Make these tasty little potpies at home for an easy to heat and easy to eat camping meal. Just wrap them in foil and reheat on the grill or the campfire coals. It’s easy as pie!
Muffin Tin Chicken Pot Pies
Ingredients
- 1/3 cup butter
- 1/3 cup chopped onion
- 1/3 cup chopped celery
- 1/3 cup flour
- ½ tsp. salt
- ½ tsp. pepper
- ¼ tsp. sage
- ¼ tsp. thyme
- 2 cups chicken broth
- ½ cup milk
- 2 ½ cups chopped rotisserie chicken
- 1 (16oz) package frozen mixed vegetables, thawed
- 4 (6oz) tubes flaky biscuits (junior size)
Directions
- Preheat oven to 375°F. Melt butter in a large saucepan. Add onion and celery and sauté until soft, about 2 minutes. Add flour and spices and cook for another minute, stirring constantly.

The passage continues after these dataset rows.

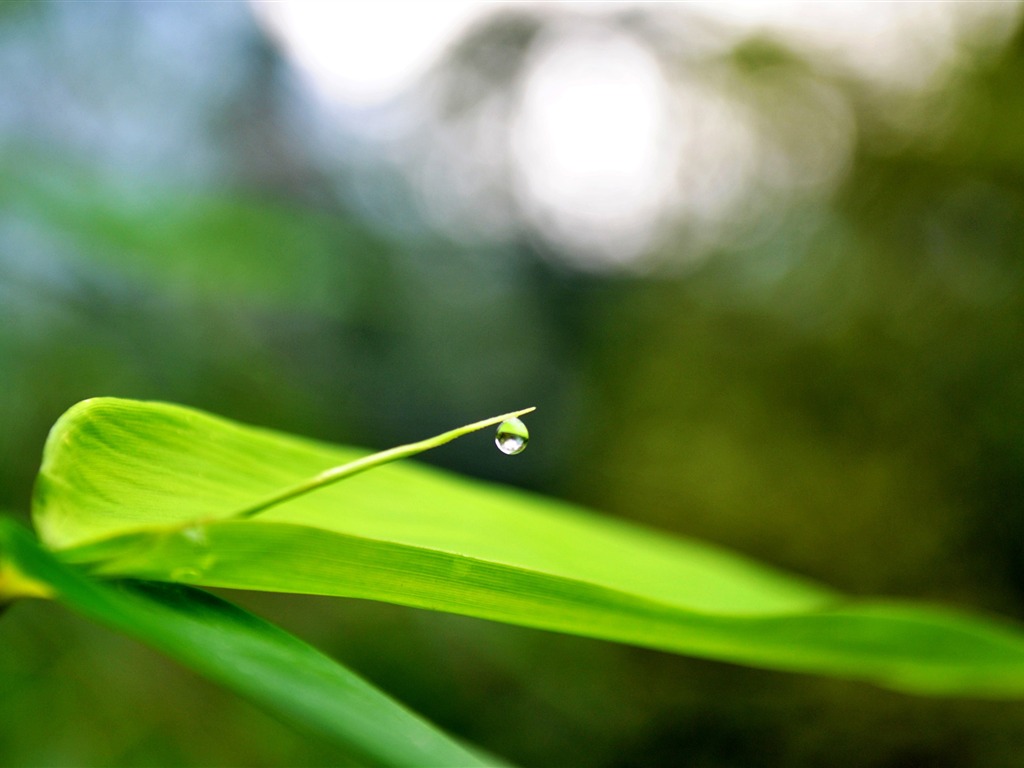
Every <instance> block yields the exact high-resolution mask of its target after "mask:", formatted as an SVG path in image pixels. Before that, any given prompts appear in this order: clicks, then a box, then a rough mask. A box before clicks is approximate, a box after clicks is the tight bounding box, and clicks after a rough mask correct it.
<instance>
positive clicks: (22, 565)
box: [0, 520, 483, 766]
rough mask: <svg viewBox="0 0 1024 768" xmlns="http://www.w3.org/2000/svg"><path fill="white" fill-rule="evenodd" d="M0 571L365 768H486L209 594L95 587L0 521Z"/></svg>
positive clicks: (132, 582) (306, 654) (373, 693)
mask: <svg viewBox="0 0 1024 768" xmlns="http://www.w3.org/2000/svg"><path fill="white" fill-rule="evenodd" d="M0 564H2V565H3V566H4V568H5V569H6V570H7V571H10V572H17V573H18V575H19V578H20V579H22V580H32V581H34V582H36V583H38V584H39V585H42V586H43V587H44V588H45V589H47V590H49V591H51V593H52V596H53V597H54V598H55V599H57V600H59V601H60V602H62V603H65V604H67V605H68V606H69V607H71V608H73V609H75V610H76V611H78V612H79V613H82V614H84V615H86V616H88V617H89V618H92V620H94V621H96V622H98V623H99V624H103V625H105V626H108V627H111V628H113V629H115V630H118V631H121V632H124V633H125V634H127V635H130V636H132V637H134V638H136V639H138V640H141V641H142V642H144V643H146V644H148V645H152V646H154V647H156V648H158V649H159V650H161V651H163V652H164V653H166V654H168V655H169V656H171V657H172V658H175V659H177V660H178V662H181V663H182V664H184V665H185V666H186V667H189V668H191V669H194V670H196V671H197V672H199V673H200V674H202V675H204V676H205V677H207V678H209V679H211V680H213V681H214V682H217V683H219V684H221V685H223V686H225V687H226V688H228V689H230V690H233V691H236V692H238V693H241V694H242V695H244V696H246V697H247V698H249V699H251V700H253V701H255V702H256V703H258V705H260V706H261V707H263V708H264V709H266V710H267V711H269V712H270V713H271V714H273V715H276V716H279V717H281V718H283V719H285V720H287V721H290V722H292V723H293V724H296V725H299V726H301V727H302V728H304V729H305V730H307V731H310V732H313V733H316V734H317V735H319V736H323V737H325V738H327V739H329V740H331V741H333V742H335V743H336V744H338V746H339V748H340V749H341V750H342V751H343V753H344V754H346V755H347V756H348V757H349V758H350V759H353V760H355V761H357V762H359V763H361V764H371V765H395V766H399V765H409V766H413V765H415V766H422V765H434V766H453V765H481V764H483V763H482V761H481V760H480V758H478V757H477V756H475V755H473V754H472V753H470V752H468V751H467V750H465V749H464V748H462V746H460V745H459V744H458V743H456V742H455V741H453V740H452V739H451V738H450V737H447V736H445V735H444V734H443V733H441V732H440V731H438V730H437V729H436V728H434V727H433V726H431V725H430V724H428V723H427V722H425V721H423V720H421V719H420V718H419V717H417V716H416V715H414V714H413V713H411V712H409V711H408V710H406V709H404V708H403V707H402V706H401V705H399V703H397V702H395V701H393V700H392V699H390V698H388V697H387V696H386V695H385V694H383V693H382V692H380V691H379V690H377V689H376V688H374V687H373V686H372V685H370V684H369V683H367V682H366V681H364V680H362V679H361V678H359V677H357V676H356V675H354V674H353V673H351V672H349V671H348V670H347V669H345V668H344V667H342V666H341V665H339V664H337V663H336V662H334V660H332V659H331V658H329V657H328V656H325V655H324V654H323V653H321V652H319V651H317V650H315V649H314V648H312V647H310V646H309V645H306V644H305V643H303V642H302V641H300V640H298V639H297V638H295V637H293V636H291V635H289V634H287V633H285V632H283V631H281V630H280V629H278V628H276V627H273V626H272V625H270V624H267V623H266V622H263V621H262V620H260V618H257V617H256V616H254V615H252V614H250V613H247V612H246V611H244V610H242V609H240V608H238V607H236V606H233V605H231V604H230V603H227V602H224V601H223V600H220V599H219V598H217V597H215V596H213V595H210V594H208V593H206V592H202V591H200V590H197V589H194V588H191V587H186V586H184V585H168V584H154V583H133V582H115V583H111V584H105V583H100V582H96V581H94V580H92V579H89V578H87V577H85V575H83V574H82V573H80V572H79V571H78V570H77V569H75V568H72V567H70V566H68V565H67V564H65V563H61V562H59V561H58V560H56V559H55V558H54V557H53V556H52V555H51V554H49V553H47V552H46V551H44V550H43V549H41V548H40V547H39V546H38V545H37V544H36V543H35V542H34V541H33V540H32V538H31V537H30V536H29V535H28V532H27V531H25V530H23V529H20V528H18V527H17V526H16V525H15V524H14V523H12V522H11V521H10V520H0ZM0 582H2V580H0ZM0 587H2V584H0Z"/></svg>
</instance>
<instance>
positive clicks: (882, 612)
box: [33, 398, 1024, 697]
mask: <svg viewBox="0 0 1024 768" xmlns="http://www.w3.org/2000/svg"><path fill="white" fill-rule="evenodd" d="M468 439H472V438H468ZM483 445H486V449H484V447H483ZM481 450H494V449H493V446H490V445H489V435H488V436H487V437H486V439H485V440H484V439H483V438H481ZM359 455H360V454H359V452H356V451H352V450H348V449H339V447H335V446H329V445H324V444H318V443H314V442H310V441H307V440H303V439H300V438H296V437H292V436H287V435H282V434H279V433H273V432H269V431H265V430H261V429H256V428H252V427H246V426H242V425H239V424H233V423H230V422H227V421H224V420H221V419H218V418H215V417H212V416H209V415H206V414H202V413H200V412H196V411H191V410H188V409H184V408H180V407H177V406H170V404H163V403H147V402H136V401H127V400H116V399H109V398H98V399H93V400H87V401H85V402H83V403H80V404H79V406H77V407H75V408H74V409H72V410H71V411H70V412H69V413H68V414H67V415H66V416H65V417H62V418H61V420H60V421H59V422H58V423H57V424H56V425H55V426H54V428H53V431H52V433H51V435H50V438H49V441H48V443H47V446H46V451H45V456H44V461H43V466H42V469H41V472H40V477H39V481H38V484H37V493H36V499H35V503H34V510H33V511H34V516H35V522H36V525H37V527H38V529H39V532H40V536H41V537H42V539H43V541H44V542H45V543H46V544H47V545H48V546H50V547H52V548H54V549H57V550H61V552H62V556H63V557H65V558H66V559H69V560H73V561H77V562H82V563H88V564H90V565H91V566H92V567H93V568H94V569H95V570H96V571H97V572H100V573H103V574H108V575H120V577H137V578H144V579H151V580H158V581H172V582H183V583H189V584H196V585H205V586H219V587H231V588H240V589H254V590H268V591H281V592H302V593H311V594H324V595H344V596H350V597H360V598H369V599H376V600H385V601H389V602H394V603H399V604H403V605H411V606H417V607H422V608H431V609H436V610H446V611H452V612H456V613H463V614H467V615H473V616H479V617H484V618H490V620H496V621H501V622H508V623H512V624H519V625H523V626H528V627H536V628H542V629H548V630H554V631H559V632H566V633H571V634H578V635H585V636H590V637H596V638H603V639H607V640H615V641H621V642H628V643H634V644H637V645H643V646H648V647H652V648H659V649H663V650H670V651H675V652H680V653H687V654H693V655H699V656H705V657H710V658H717V659H724V660H729V662H736V663H740V664H748V665H752V666H757V667H765V668H770V669H780V670H793V671H802V672H811V673H820V674H829V675H837V676H842V677H852V678H859V679H866V680H871V681H873V682H877V683H880V684H883V685H887V686H890V687H894V688H899V689H904V690H908V691H915V692H923V693H937V694H973V695H985V696H1012V697H1016V696H1021V695H1024V633H1022V632H1021V631H1020V629H1019V628H1018V627H1016V626H1013V625H1011V624H1009V623H1006V624H1004V623H1000V622H997V621H993V620H990V618H984V617H980V616H972V615H969V614H965V613H963V612H957V611H953V610H950V609H945V608H939V607H933V606H928V605H923V604H914V603H907V602H897V601H865V600H854V599H850V598H846V597H844V596H841V595H838V594H836V593H834V592H831V591H828V590H826V589H824V588H820V587H817V586H815V585H812V584H810V583H808V582H806V581H803V580H800V579H797V578H795V577H787V575H785V574H781V573H779V572H777V571H774V570H772V569H770V568H767V567H765V566H761V565H758V564H756V563H752V562H751V561H749V560H745V559H743V558H740V557H738V556H734V555H730V554H727V553H723V552H721V551H719V550H716V549H714V548H711V547H708V546H705V545H699V544H695V543H692V542H686V541H681V540H677V539H673V538H670V537H668V536H663V535H657V534H654V532H651V531H648V530H644V529H640V528H637V527H634V526H631V525H627V524H625V523H621V522H616V521H613V520H610V519H606V518H603V517H601V516H598V515H595V514H593V513H589V512H587V511H585V510H581V509H579V508H574V507H571V506H568V505H565V504H560V503H556V502H553V501H551V500H547V499H542V498H539V497H536V496H531V495H528V494H524V493H520V492H515V490H512V489H509V488H504V487H498V486H494V485H488V484H484V483H481V482H477V481H471V480H467V479H464V478H461V477H458V476H454V475H451V474H447V473H443V472H440V471H437V470H433V469H428V468H424V467H420V466H417V465H415V464H413V463H411V462H403V463H400V464H393V465H388V466H386V467H382V468H379V469H376V470H373V471H371V472H368V473H365V474H361V475H358V476H355V477H351V478H348V479H346V480H345V481H343V482H341V483H339V484H337V485H335V486H331V487H328V488H324V489H321V490H316V492H314V493H311V494H308V495H306V496H303V497H300V498H298V499H295V500H293V501H291V502H289V503H287V504H284V505H281V506H279V507H273V508H271V509H269V510H267V511H266V512H264V513H263V514H261V515H259V516H257V517H254V518H251V519H247V520H229V519H225V518H228V517H230V516H231V515H232V514H233V513H234V512H237V511H239V510H242V509H245V508H247V507H249V506H251V505H253V504H256V503H258V502H259V501H260V500H261V499H263V498H265V497H268V496H271V495H272V494H274V493H275V492H278V490H280V489H281V488H282V487H287V486H289V485H292V484H294V483H295V482H297V481H300V480H302V479H304V478H306V477H309V476H311V475H314V474H316V473H317V472H319V471H322V470H324V469H326V468H328V467H331V466H334V465H337V464H341V463H343V462H345V461H349V460H351V459H353V458H355V457H357V456H359ZM841 546H842V543H840V542H837V548H839V547H841Z"/></svg>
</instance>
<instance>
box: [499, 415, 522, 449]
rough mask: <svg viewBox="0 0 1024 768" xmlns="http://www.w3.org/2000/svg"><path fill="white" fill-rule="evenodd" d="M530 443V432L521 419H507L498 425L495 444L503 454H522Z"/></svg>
mask: <svg viewBox="0 0 1024 768" xmlns="http://www.w3.org/2000/svg"><path fill="white" fill-rule="evenodd" d="M528 441H529V430H527V429H526V425H525V424H523V423H522V422H521V421H520V420H519V419H506V420H505V421H503V422H502V423H501V424H499V425H498V432H497V433H496V434H495V444H496V445H497V446H498V450H499V451H501V452H502V453H503V454H508V455H509V456H514V455H516V454H520V453H522V451H523V449H525V447H526V443H527V442H528Z"/></svg>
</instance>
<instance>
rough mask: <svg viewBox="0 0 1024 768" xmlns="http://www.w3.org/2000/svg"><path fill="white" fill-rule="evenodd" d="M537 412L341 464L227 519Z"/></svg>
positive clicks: (254, 512)
mask: <svg viewBox="0 0 1024 768" xmlns="http://www.w3.org/2000/svg"><path fill="white" fill-rule="evenodd" d="M536 410H537V409H536V408H526V409H523V410H522V411H513V412H512V413H510V414H502V415H501V416H494V417H492V418H489V419H484V420H483V421H478V422H474V423H472V424H467V425H466V426H464V427H459V428H457V429H452V430H450V431H447V432H442V433H441V434H439V435H435V436H434V437H428V438H427V439H425V440H420V441H419V442H411V443H409V444H407V445H397V446H395V447H393V449H388V450H387V451H381V452H380V453H378V454H371V455H370V456H364V457H362V458H361V459H356V460H355V461H351V462H348V463H347V464H342V465H340V466H337V467H332V468H331V469H326V470H324V471H323V472H321V473H319V474H318V475H314V476H312V477H310V478H309V479H306V480H303V481H302V482H299V483H297V484H295V485H292V486H291V487H288V488H285V489H284V490H281V492H279V493H276V494H274V495H273V496H270V497H267V498H266V499H264V500H263V501H260V502H257V503H256V504H254V505H252V506H250V507H246V508H245V509H243V510H241V511H239V512H236V513H233V514H231V515H228V516H227V518H226V519H231V520H233V519H246V518H249V517H253V516H255V515H258V514H259V513H260V512H265V511H266V510H268V509H269V508H270V507H276V506H278V505H279V504H284V503H285V502H288V501H291V500H292V499H295V498H296V497H300V496H303V495H305V494H308V493H310V492H313V490H316V489H317V488H322V487H324V486H326V485H330V484H331V483H334V482H337V481H338V480H343V479H345V478H346V477H351V476H352V475H354V474H358V473H359V472H366V471H367V470H368V469H373V468H374V467H379V466H381V465H382V464H387V463H388V462H393V461H395V460H396V459H407V458H409V457H410V456H416V455H417V454H422V453H423V452H424V451H429V450H430V449H434V447H437V446H438V445H443V444H444V443H445V442H451V441H452V440H454V439H456V438H457V437H462V436H463V435H465V434H469V433H470V432H475V431H477V430H478V429H483V428H485V427H490V426H494V425H495V424H501V423H502V422H503V421H505V420H506V419H513V418H516V417H519V416H523V415H524V414H528V413H530V412H532V411H536Z"/></svg>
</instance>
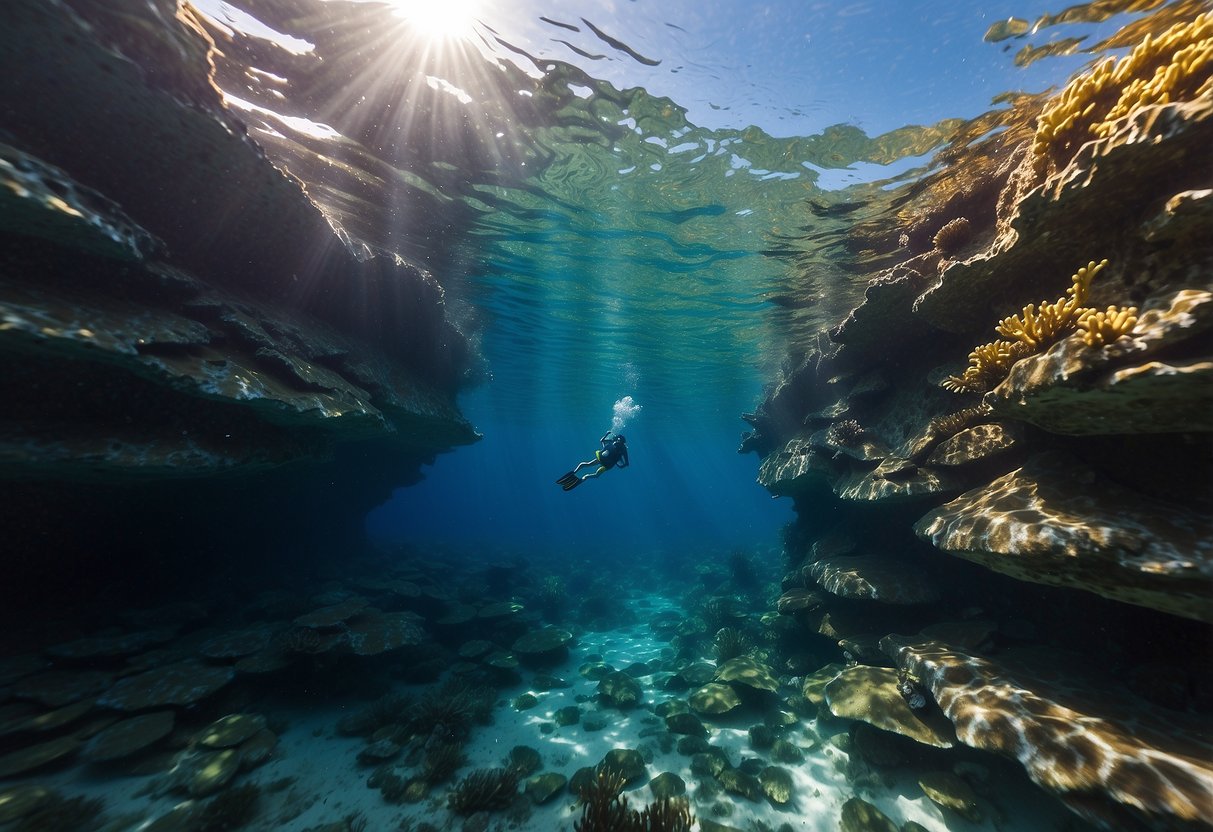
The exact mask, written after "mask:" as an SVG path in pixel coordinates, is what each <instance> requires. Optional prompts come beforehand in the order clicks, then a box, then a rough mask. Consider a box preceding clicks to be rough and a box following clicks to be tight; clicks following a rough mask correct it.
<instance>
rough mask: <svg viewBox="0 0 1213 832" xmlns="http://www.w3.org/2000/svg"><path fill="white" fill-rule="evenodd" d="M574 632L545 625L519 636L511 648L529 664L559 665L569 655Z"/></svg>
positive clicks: (526, 662) (520, 659)
mask: <svg viewBox="0 0 1213 832" xmlns="http://www.w3.org/2000/svg"><path fill="white" fill-rule="evenodd" d="M571 640H573V633H570V632H569V631H568V629H560V628H559V627H545V628H542V629H536V631H533V632H529V633H526V634H525V636H522V637H520V638H518V640H516V642H514V644H513V646H512V648H511V649H512V650H513V653H514V654H516V655H517V656H518V657H519V660H520V661H523V662H526V663H529V665H537V666H545V665H558V663H560V662H562V661H564V660H565V659H566V657H568V655H569V642H571Z"/></svg>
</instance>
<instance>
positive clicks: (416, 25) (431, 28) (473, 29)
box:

- Slowly stir in broth and milk, then continue stirring until mixture comes to a boil and thickens. Add chicken and vegetables and stir to combine. Remove from heat.
- Lightly spray 2 12-cup muffin tins. Open rolls. On a lightly floured surface, roll out each one into a 5-inch circle. Lightly press into prepared tins – you should have 20. Evenly distribute chicken filling between muffin cups. Pull up biscuit edges to form purses around filling.
- Bake for 18-20 minutes until rolls have browned and filling is bubbly. Makes 20.